Oil prices rise as tensions mount over Strait of Hormuz
Oil climbed as traders weighed a possible Strait of Hormuz disruption, where about one-fifth of global supply flows. A $120 oil shock could lift U.S. gas by as much as $1.25 a gallon.

Oil prices edged higher Sunday evening as traders focused on renewed fighting in the Persian Gulf and the risk that traffic through the Strait of Hormuz could slow, with S&P 500 futures little changed after an earlier burst of market stress. The waterway carries about one-fifth of the world’s oil supply, so even a partial interruption would ripple quickly into U.S. gasoline prices, airline fuel costs and inflation expectations.
Benchmark crude had opened about 4% higher in the earlier Sunday session after U.S. strikes on Iranian nuclear facilities, then gave up some of those gains. Last week, oil had already climbed about 3% after Israel’s initial strikes on Iranian targets and Iran’s retaliatory missile attacks. In the earlier market reaction, S&P 500 futures fell about 0.6%, Dow futures dropped roughly 250 points and Nasdaq 100 futures slipped 0.7%.

Shipping companies may reduce traffic before any official shutdown, creating a de facto supply disruption that tightens the market just as drivers and airlines begin to feel it. U.S. Secretary of State Marco Rubio called closing the strait “economic suicide” for Iran and urged China, Iran’s top trading partner, to discourage any move that would interfere with shipping. Iran’s parliament backed closing the passage, but the final decision rests with Iran’s national security council. The U.K. Royal Navy detected electronic interference in the strait.

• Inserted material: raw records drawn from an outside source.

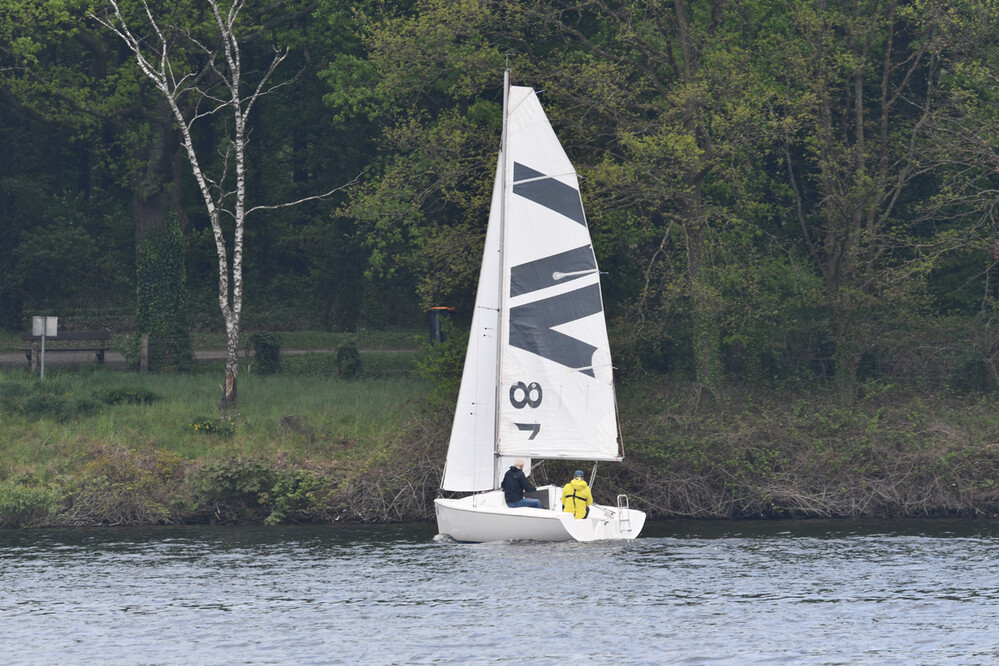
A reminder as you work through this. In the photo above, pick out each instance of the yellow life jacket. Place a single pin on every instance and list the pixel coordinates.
(576, 497)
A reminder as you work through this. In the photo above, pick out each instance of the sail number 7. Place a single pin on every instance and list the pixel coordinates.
(527, 395)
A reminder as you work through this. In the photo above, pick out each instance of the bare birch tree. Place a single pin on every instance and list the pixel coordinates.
(213, 88)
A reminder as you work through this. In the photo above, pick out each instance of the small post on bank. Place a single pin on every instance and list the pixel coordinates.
(44, 327)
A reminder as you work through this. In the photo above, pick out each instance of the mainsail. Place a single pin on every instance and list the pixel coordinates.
(537, 381)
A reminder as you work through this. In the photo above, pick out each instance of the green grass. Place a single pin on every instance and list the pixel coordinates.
(9, 342)
(301, 419)
(409, 339)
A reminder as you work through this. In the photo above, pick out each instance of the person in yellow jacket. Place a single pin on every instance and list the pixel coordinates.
(576, 496)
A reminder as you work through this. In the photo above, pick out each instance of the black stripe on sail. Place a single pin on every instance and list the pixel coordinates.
(531, 327)
(540, 273)
(548, 192)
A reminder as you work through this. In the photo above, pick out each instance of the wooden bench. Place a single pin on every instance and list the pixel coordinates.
(68, 341)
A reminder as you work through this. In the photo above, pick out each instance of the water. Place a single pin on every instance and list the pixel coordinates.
(694, 593)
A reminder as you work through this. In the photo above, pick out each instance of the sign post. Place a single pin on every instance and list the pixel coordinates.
(44, 327)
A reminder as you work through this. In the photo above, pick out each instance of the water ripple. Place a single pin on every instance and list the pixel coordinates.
(687, 593)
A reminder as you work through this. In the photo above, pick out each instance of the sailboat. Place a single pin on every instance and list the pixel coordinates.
(537, 381)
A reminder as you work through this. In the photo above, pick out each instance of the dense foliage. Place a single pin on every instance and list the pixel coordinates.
(781, 193)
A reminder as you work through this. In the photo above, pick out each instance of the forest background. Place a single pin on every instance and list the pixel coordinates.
(794, 203)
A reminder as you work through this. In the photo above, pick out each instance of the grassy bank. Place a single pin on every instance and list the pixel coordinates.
(92, 447)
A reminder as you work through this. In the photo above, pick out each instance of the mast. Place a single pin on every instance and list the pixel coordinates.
(502, 304)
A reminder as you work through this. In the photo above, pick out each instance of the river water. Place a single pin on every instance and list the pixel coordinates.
(822, 592)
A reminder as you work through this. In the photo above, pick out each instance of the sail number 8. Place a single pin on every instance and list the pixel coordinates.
(526, 395)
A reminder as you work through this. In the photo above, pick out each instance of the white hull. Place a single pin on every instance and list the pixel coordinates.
(486, 517)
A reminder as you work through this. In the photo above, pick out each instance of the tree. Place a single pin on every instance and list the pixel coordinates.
(210, 86)
(863, 91)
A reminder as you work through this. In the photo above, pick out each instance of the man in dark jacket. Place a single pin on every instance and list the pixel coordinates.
(515, 484)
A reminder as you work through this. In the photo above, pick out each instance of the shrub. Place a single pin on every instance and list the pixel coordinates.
(120, 486)
(348, 361)
(161, 301)
(231, 489)
(297, 495)
(24, 505)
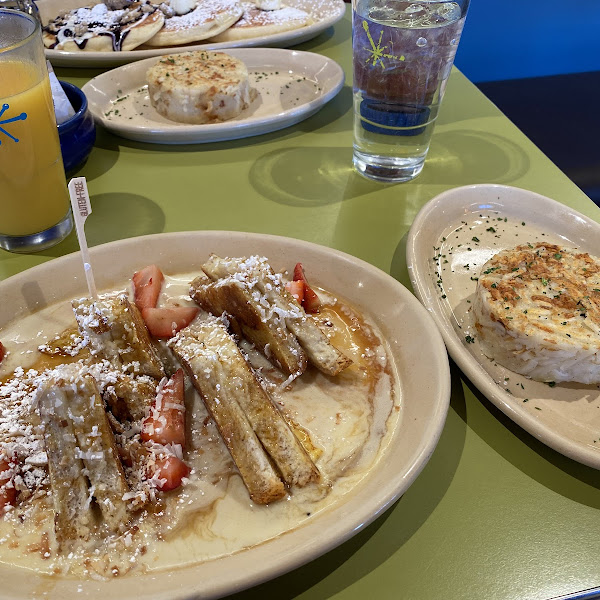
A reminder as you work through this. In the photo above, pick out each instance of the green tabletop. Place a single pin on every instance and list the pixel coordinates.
(495, 514)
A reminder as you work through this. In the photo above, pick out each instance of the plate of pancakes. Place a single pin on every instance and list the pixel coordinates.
(114, 32)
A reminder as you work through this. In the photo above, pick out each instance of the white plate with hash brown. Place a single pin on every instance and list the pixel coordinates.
(324, 14)
(452, 237)
(291, 86)
(416, 354)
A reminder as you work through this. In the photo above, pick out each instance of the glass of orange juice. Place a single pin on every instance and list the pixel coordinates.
(34, 203)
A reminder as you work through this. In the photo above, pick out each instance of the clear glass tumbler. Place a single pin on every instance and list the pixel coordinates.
(402, 55)
(34, 203)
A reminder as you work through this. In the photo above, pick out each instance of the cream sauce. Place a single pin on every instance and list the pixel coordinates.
(349, 418)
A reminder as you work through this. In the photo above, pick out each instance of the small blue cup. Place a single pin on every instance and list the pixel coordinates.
(77, 134)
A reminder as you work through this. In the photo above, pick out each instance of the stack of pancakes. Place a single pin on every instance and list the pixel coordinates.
(126, 24)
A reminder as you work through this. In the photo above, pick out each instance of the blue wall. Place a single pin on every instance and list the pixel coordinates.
(541, 37)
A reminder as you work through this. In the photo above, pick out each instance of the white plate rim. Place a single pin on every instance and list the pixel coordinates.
(358, 511)
(178, 133)
(424, 288)
(62, 58)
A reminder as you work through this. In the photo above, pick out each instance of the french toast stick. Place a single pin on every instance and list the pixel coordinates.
(264, 329)
(114, 330)
(78, 402)
(259, 276)
(209, 355)
(73, 514)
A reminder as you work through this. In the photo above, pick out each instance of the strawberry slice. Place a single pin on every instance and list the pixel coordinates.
(310, 301)
(170, 470)
(8, 494)
(166, 322)
(296, 288)
(166, 422)
(147, 284)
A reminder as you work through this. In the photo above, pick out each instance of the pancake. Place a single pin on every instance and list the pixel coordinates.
(537, 312)
(256, 22)
(199, 87)
(209, 18)
(100, 29)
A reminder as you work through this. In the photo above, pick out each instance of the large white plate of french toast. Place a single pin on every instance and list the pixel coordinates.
(113, 32)
(512, 279)
(221, 389)
(205, 96)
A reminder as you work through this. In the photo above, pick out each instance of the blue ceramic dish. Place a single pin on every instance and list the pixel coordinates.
(77, 134)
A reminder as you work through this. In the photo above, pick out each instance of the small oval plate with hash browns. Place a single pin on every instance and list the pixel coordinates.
(452, 237)
(291, 86)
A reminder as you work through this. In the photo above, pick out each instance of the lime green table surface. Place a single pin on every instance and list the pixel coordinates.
(495, 514)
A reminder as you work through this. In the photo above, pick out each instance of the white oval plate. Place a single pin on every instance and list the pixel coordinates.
(416, 348)
(325, 13)
(456, 227)
(291, 85)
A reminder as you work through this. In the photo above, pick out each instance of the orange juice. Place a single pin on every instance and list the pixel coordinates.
(33, 194)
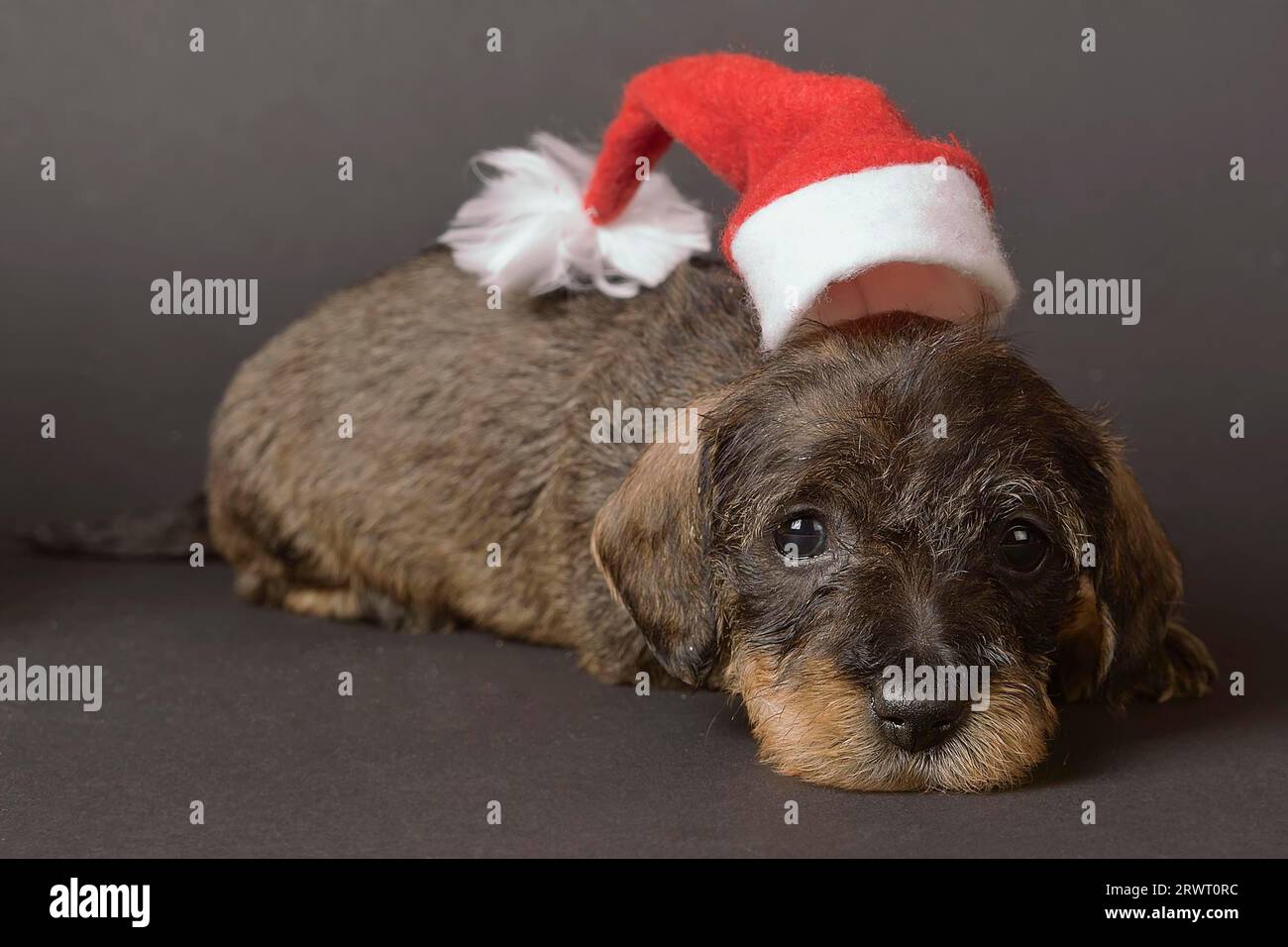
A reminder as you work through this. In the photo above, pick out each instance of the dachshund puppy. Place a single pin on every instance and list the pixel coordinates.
(883, 493)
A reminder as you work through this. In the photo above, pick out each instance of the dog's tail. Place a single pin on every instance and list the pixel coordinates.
(160, 535)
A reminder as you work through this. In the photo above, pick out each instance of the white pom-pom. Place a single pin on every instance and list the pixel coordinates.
(528, 231)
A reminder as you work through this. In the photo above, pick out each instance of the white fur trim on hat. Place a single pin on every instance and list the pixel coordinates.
(794, 248)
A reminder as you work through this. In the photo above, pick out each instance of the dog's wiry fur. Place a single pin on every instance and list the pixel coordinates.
(472, 427)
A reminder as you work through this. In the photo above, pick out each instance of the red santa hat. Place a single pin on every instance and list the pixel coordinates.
(845, 210)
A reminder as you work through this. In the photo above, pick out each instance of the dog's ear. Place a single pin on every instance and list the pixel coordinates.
(649, 540)
(1125, 639)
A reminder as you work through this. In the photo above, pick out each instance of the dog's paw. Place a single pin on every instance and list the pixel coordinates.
(1188, 669)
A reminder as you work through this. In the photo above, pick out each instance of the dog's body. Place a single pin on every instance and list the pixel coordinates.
(885, 491)
(471, 427)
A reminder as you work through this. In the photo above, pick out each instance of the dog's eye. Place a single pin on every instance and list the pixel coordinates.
(1022, 547)
(800, 538)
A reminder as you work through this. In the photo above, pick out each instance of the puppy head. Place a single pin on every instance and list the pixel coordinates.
(894, 493)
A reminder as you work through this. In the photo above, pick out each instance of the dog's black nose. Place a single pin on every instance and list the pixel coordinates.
(915, 724)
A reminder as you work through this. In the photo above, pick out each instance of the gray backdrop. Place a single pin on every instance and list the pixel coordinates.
(1113, 163)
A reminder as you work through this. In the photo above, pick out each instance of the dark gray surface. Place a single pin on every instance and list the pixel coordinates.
(223, 163)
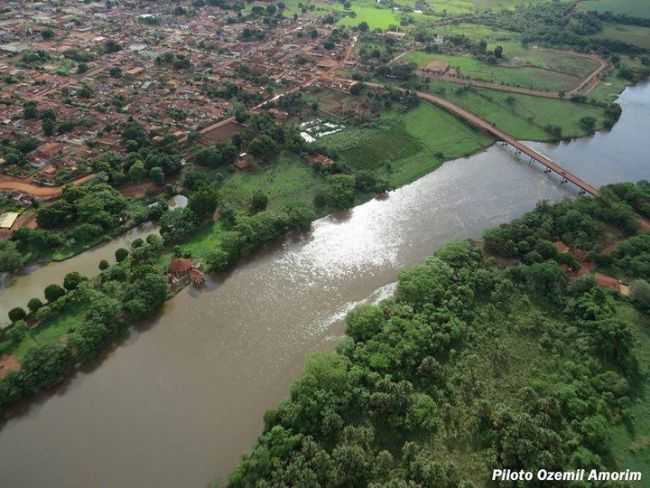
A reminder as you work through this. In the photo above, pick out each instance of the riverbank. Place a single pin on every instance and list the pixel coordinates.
(229, 352)
(393, 149)
(466, 363)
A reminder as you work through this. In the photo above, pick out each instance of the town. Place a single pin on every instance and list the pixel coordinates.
(324, 243)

The International Energy Agency’s June 2026 Oil Market Report forecasts global oil demand will decline by 1.1 million barrels per day in 2026, while global supply is set to fall by 3.9 million barrels per day to 102.4 million barrels per day before rebounding in 2027. OECD government inventories fell to their lowest level since December 1990 as emergency stock releases accelerated. Lipow Oil Associates estimates that if exports through the Strait of Hormuz are affected, oil could quickly reach $100 a barrel, lifting U.S. gasoline by about 75 cents a gallon. In a worst case, $120 oil could push gas prices up as much as $1.25 a gallon, a move that would reach household budgets within days because retail fuel usually trails crude by several days.